Un soir que la lueur lui parut plus vive que de coutume et que son cheval se montra plus inquiet, le curé résolut d'en avoir le cœur net et voulut entrer sous bois du côté où la clarté paraissait; mais son cheval s'en défendit si bien, qu'il y renonça et résolut d'aller voir, au jour, s'il y avait par là quelque charbonnière mal couverte qui menaçât de mettre le feu à la futaie.

Il y alla donc le lendemain matin, et ne trouva, à plus d'un quart de lieue à la ronde, aucune charbonnière allumée ou éteinte, aucune hutte, aucune trace de feu ni cause de lumière. Il n'y songea plus.

Mais une semaine plus tard, repassant là sur le minuit, il vit un grand rond de feu blanc qui flambait en travers de son chemin, et son cheval se cabra et refusa tout-à-fait d'avancer.

Le curé mit pied à terre, prit sa bête par la bride et avança résolument jusqu'au milieu du feu qui, non-seulement ne le brûla pas, mais ne lui fit sentir aucune chaleur.

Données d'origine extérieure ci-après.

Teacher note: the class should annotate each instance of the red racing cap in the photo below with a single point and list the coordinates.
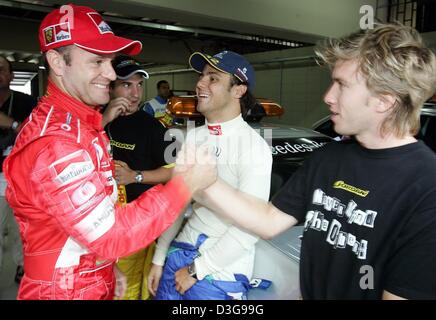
(85, 28)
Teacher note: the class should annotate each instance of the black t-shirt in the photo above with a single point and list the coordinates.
(18, 106)
(370, 221)
(139, 140)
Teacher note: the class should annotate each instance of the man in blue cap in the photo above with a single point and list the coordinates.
(211, 258)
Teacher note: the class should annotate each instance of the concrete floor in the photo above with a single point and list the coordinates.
(8, 287)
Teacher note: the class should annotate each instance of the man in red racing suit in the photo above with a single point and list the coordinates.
(62, 191)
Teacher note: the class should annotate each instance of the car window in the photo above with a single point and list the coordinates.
(428, 130)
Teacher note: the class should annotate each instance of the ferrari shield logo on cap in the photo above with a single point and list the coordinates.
(57, 33)
(102, 26)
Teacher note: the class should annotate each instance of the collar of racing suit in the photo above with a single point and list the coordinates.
(224, 128)
(61, 99)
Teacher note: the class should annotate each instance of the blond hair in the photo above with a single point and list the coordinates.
(394, 61)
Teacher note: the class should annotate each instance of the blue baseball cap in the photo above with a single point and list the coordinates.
(227, 62)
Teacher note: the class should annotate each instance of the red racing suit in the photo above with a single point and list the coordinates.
(62, 191)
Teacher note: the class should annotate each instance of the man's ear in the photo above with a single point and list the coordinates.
(240, 90)
(386, 102)
(56, 62)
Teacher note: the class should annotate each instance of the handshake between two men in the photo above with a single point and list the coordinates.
(197, 166)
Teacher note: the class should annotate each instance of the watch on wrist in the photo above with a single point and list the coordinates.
(139, 177)
(191, 270)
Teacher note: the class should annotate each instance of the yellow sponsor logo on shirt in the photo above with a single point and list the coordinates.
(342, 185)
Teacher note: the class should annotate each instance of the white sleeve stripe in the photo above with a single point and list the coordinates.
(46, 122)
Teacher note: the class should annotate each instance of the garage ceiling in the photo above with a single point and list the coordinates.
(163, 30)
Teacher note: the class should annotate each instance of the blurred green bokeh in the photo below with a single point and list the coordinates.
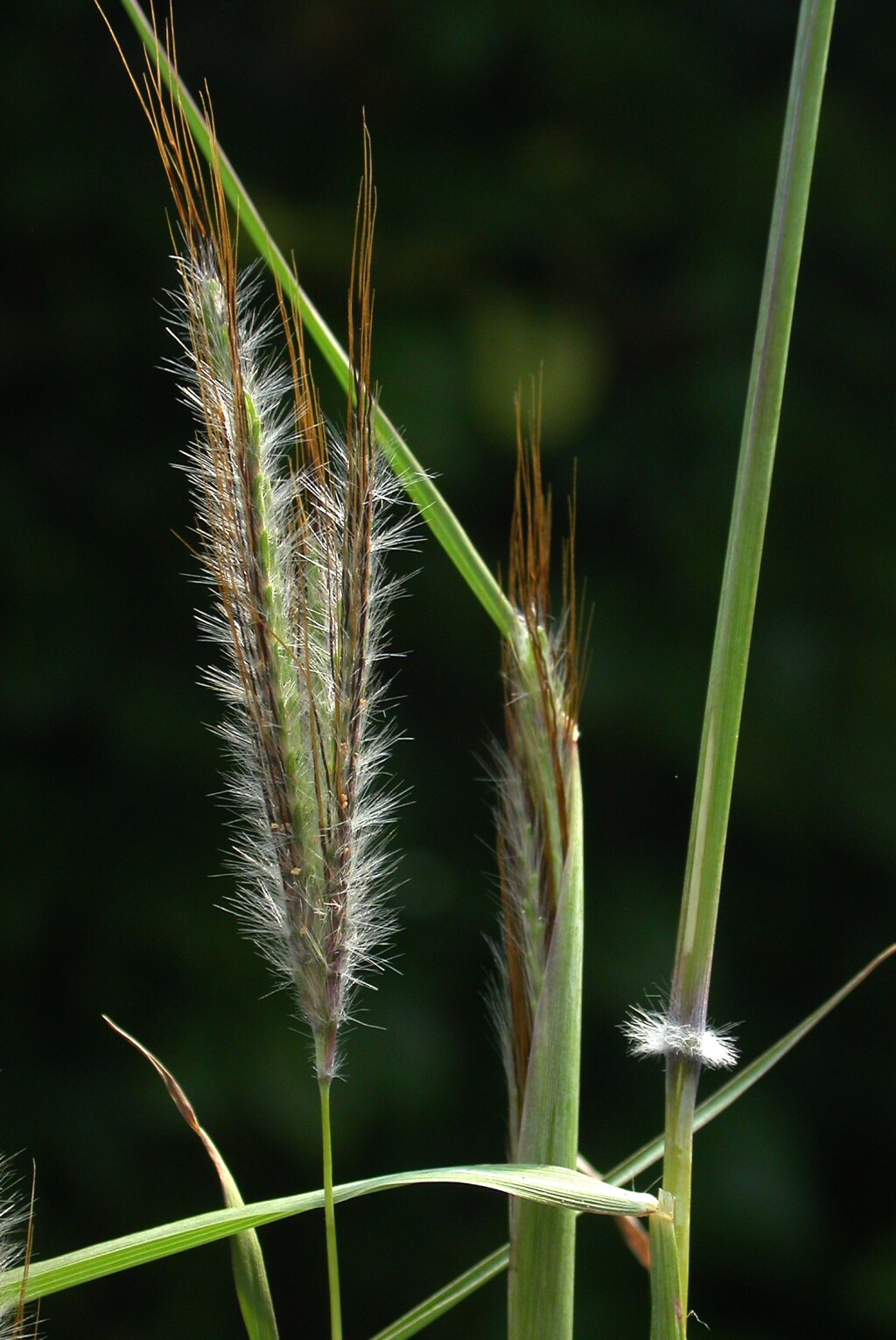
(579, 186)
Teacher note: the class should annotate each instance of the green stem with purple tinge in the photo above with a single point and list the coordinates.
(730, 651)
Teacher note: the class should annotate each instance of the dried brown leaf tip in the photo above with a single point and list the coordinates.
(542, 674)
(292, 528)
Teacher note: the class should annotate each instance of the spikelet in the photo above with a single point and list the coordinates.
(295, 560)
(542, 674)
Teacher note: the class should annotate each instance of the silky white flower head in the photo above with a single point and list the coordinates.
(653, 1034)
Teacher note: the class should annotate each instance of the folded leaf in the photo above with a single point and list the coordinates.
(249, 1274)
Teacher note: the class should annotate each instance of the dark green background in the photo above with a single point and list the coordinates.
(584, 184)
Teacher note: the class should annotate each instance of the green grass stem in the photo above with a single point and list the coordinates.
(639, 1162)
(421, 489)
(737, 603)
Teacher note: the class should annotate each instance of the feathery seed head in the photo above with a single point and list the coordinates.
(293, 557)
(653, 1034)
(535, 772)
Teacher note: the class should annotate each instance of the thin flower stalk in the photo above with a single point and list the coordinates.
(540, 859)
(682, 1035)
(293, 557)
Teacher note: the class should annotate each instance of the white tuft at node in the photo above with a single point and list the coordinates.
(651, 1034)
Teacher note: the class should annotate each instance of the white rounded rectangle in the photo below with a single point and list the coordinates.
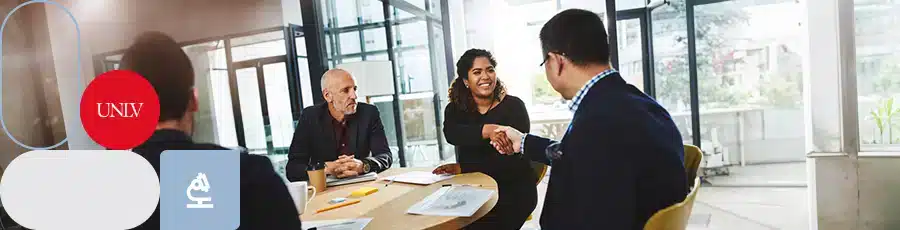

Il en fut si étonné que, parvenu au milieu du cercle, il ne put s'empêcher d'en rire et de s'écrier: «Ah! par tous les diables, voici la première fois de ma vie que je rencontre du feu froid.»

Ce bon curé, ayant autrefois servi dans les armées, avait la mauvaise habitude de mêler quelques jurons à ses paroles, mais sans aucunement penser à mal.

Il n'eut pas plutôt lâché cette imprudente réflexion, qu'il entendit une voix sifflante comme la graisse qui grésille dans une poêle, et cette voix, qui semblait venir de dessous terre, disait: «Si tu veux du feu chaud, on t'en donnera

A ce coup, le curé sentit la peur lui courir dans les cheveux; mais il ne perdit pas la tête et répondit fort à propos: «Merci, mon camarade d'en bas, je n'ai besoin de rien.»

Le feu cessa tout-à-coup et la voix parut se renfoncer sous terre en murmurant: «Poltron de curé, va te coucher, va, poltron de curé!»